A second surprise, which was maybe the whole point of the open house to begin with, was the way the musicians communicated what they were doing with the audience. I got random mini-lessons on what a Fugue was, the importance of dynamics and playing triplets over a 3/4 time signature, and even the relationships between the four instruments (two violins, a viola, and a cello). These mini-lessons usually occurred just after they stopped to correct something that went wrong like the cello missing her entrance or the violins playing too loudly when it wasn’t their turn. These mistakes were always acknowledged by all and even communicated to the audience, sometimes in a charmingly sheepish way.

Witnessing able musicians who obviously take their craft seriously make little mistakes and grind their teeth at their own screw-ups was, for me, surprisingly refreshing. There always seems to be an air of perfection, almost to the point of snobbishness, when I see or hear these kinds of musicians play, as if the very fact that everyone considers them to be a vessel for “high” art deems them superior. That wasn’t the case here. I got to see a more human side of this kind of music which only made me want to learn more.
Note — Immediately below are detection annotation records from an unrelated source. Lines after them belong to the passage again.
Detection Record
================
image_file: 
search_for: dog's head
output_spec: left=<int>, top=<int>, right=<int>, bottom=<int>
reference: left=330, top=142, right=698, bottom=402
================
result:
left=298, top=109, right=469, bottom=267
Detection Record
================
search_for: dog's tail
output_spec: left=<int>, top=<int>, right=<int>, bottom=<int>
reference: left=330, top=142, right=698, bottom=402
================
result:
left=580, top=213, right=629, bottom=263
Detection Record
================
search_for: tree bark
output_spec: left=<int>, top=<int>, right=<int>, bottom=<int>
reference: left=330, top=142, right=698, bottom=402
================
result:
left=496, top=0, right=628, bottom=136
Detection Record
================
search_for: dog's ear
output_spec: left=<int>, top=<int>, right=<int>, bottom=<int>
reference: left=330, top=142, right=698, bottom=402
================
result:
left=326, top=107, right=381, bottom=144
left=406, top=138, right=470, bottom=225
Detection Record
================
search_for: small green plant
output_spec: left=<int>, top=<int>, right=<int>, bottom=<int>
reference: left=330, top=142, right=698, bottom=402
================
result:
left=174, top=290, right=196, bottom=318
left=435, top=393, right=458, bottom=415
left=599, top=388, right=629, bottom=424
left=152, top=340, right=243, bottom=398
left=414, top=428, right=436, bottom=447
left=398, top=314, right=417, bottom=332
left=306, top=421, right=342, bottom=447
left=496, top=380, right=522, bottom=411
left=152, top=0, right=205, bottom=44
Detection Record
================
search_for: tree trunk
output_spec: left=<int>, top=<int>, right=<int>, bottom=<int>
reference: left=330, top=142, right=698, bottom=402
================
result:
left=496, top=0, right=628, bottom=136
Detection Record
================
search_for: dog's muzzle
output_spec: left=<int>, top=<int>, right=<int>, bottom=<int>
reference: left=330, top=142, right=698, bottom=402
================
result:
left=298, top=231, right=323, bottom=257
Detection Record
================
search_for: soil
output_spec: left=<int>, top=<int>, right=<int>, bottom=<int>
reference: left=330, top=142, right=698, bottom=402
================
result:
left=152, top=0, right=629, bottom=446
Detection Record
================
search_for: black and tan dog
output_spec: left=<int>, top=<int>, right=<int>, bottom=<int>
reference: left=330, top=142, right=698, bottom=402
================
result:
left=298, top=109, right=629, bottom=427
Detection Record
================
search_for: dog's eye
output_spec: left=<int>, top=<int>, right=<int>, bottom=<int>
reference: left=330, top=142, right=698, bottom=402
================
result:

I got my chance to educate myself further when the rehearsal was done and everyone was chatting. The cellist offered to let me play her instrument, something I’d always been too nervous to ask a music store clerk to let me do. I won’t say that I immediately picked it up and was fantastic, but it was definitely eye-opening, even with her hand guiding my own over the strings. It’s amazing how tactile string instruments are when you actually get your hands on them. From afar, it seems like the bows are just gently gliding over the strings when in reality you have to apply a fair amount of pressure to get that rich sound out of them. I found myself making far too many scratching cat noises just because I wasn’t being assertive enough with that bow.

Anyhow, I suppose the lesson I got out of all this is that I really enjoy watching professionals practice. And truthfully, I’ve always been a sucker for the “making of” featurettes they have on DVDs and all over Youtube. It’s almost as if watching how something is made makes it more accessible, more susceptible to understanding and maybe—given the right amount of time and effort—to mastery.